Any help would be greats, thanks.

2. Originally Posted by iAmFedor
Now lets just say for talkings sake i create the index's by simply adding all the numbers(i know this isnt a good way of going about it). I.E 99998 would = 9+9+9+9+8, index 44. How on earth do i go about getting the value 99998 back from index 44?
You can't. That hash function is not reversible.

3. How on earth do i go about getting the value 99998 back from index 44?
You can't, for the same reason that you can't solve this equation.
Code:
`x + y = z`
In your case, 44 could be 99998 or 99989. You can't tell.

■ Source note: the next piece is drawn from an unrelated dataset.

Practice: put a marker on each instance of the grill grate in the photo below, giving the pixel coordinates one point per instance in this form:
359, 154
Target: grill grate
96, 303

Note that it is indeed a bad hash function because you have duplicate values -- 99998 is the same as 99989, so if you stored both of those numbers you'd run into trouble.

4. ok thank god, im not going mad!

would any of you nice folks be able to direct me to where i can get info on creating hash functions i can reverse?

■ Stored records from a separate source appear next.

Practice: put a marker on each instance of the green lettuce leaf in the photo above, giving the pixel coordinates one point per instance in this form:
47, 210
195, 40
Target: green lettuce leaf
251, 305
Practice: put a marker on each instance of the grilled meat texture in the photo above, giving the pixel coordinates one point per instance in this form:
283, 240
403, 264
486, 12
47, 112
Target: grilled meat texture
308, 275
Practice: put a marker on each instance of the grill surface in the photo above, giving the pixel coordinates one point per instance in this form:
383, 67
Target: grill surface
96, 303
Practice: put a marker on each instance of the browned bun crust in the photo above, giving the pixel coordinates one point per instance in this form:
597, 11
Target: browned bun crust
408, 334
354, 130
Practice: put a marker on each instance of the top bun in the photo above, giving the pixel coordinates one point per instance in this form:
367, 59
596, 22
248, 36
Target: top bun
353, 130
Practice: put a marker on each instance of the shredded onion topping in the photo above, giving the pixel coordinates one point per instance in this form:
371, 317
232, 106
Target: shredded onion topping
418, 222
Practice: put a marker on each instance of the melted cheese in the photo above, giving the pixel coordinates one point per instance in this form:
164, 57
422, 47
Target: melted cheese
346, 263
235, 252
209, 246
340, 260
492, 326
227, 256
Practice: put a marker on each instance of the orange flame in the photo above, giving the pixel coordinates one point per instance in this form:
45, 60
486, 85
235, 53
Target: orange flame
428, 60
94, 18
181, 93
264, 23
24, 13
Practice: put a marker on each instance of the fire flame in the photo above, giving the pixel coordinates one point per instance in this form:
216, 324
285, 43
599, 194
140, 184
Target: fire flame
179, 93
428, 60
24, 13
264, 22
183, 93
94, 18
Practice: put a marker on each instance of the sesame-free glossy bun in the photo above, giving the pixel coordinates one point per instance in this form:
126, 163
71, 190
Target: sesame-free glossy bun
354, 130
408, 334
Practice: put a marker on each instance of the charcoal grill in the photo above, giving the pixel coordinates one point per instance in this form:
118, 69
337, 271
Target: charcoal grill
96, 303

5. >> so if you stored both of those numbers you'd run into trouble.
Not really. That's just a collision. You run into trouble if you have too many collisions, and too many collisions is a sign of a bad hash function (or a hash table that is too small).

When storing something in a hash table, you store the actual value in the table. So you don't have to go from 44 to 99998, you just look at the value(s) listed at index 44 and see what they are.

It's not necessarily a good idea to use a hash function that you can reverse, since that kind of defeats the purpose. A hash table takes a large range of possible values and converts them to a smaller range.

6. Originally Posted by iAmFedor
ok thank god, im not going mad!

would any of you nice folks be able to direct me to where i can get info on creating hash functions i can reverse?
That depends on the sort of data you are hashing. There are well-known reversible hash functions for integers, because integers are limited in size. For something like a string, though, the string could be any arbitrary length, and so the pigeonhole principle dictates that the hash can't possibly be reversible if it of fixed size. So in general, there is no such thing as a reversible hash for a string, but there is for integers.

http://www.concentric.net/~Ttwang/tech/inthash.htm

7. Originally Posted by Daved
>> so if you stored both of those numbers you'd run into trouble.
Not really. That's just a collision. You run into trouble if you have too many collisions, and too many collisions is a sign of a bad hash function (or a hash table that is too small).

When storing something in a hash table, you store the actual value in the table. So you don't have to go from 44 to 99998, you just look at the value(s) listed at index 44 and see what they are.

It's not necessarily a good idea to use a hash function that you can reverse, since that kind of defeats the purpose. A hash table takes a large range of possible values and converts them to a smaller range.
Of course, ha told you it was a stupid question.

i run the method that creates the index of my number, store that index number as a temp int, and put it into my array at myArray[temp] = number.

8. Originally Posted by Daved
It's not necessarily a good idea to use a hash function that you can reverse, since that kind of defeats the purpose. A hash table takes a large range of possible values and converts them to a smaller range.
I don't think it defeats the purpose. In fact, it guarantees that the hash function will have no collisions, since if it is reversible, it must be one-to-one.

That doesn't mean you'll have no collisions in the hash table but there will be no collisions of raw hash values.

9. >> That doesn't mean you'll have no collisions in the hash table but there will be no collisions of raw hash values.

I would consider the work you do between getting your "raw hash value" and finding the appropriate location in the table to still be part of the overall hash function.

True, in the general sense a hash function can be reversible, but only if the result range is at least as big as the input range. My thought was that if you're attempting to use it for a hash table then it doesn't make much sense for that to be the case.

10. Originally Posted by Daved
True, in the general sense a hash function can be reversible, but only if the result range is at least as big as the input range. My thought was that if you're attempting to use it for a hash table then it doesn't make much sense for that to be the case.
There seems to be a correlation between reversibility and overall quality of the hash function, although this is just empirical. The discussion on the page I linked is pretty complete on the topic.

EDIT: Also, I'm not sure I consider "bucketizing" the hash value to be part of the hash function itself, since this happens differently when the table is resized, even though the underlying function doesn't change.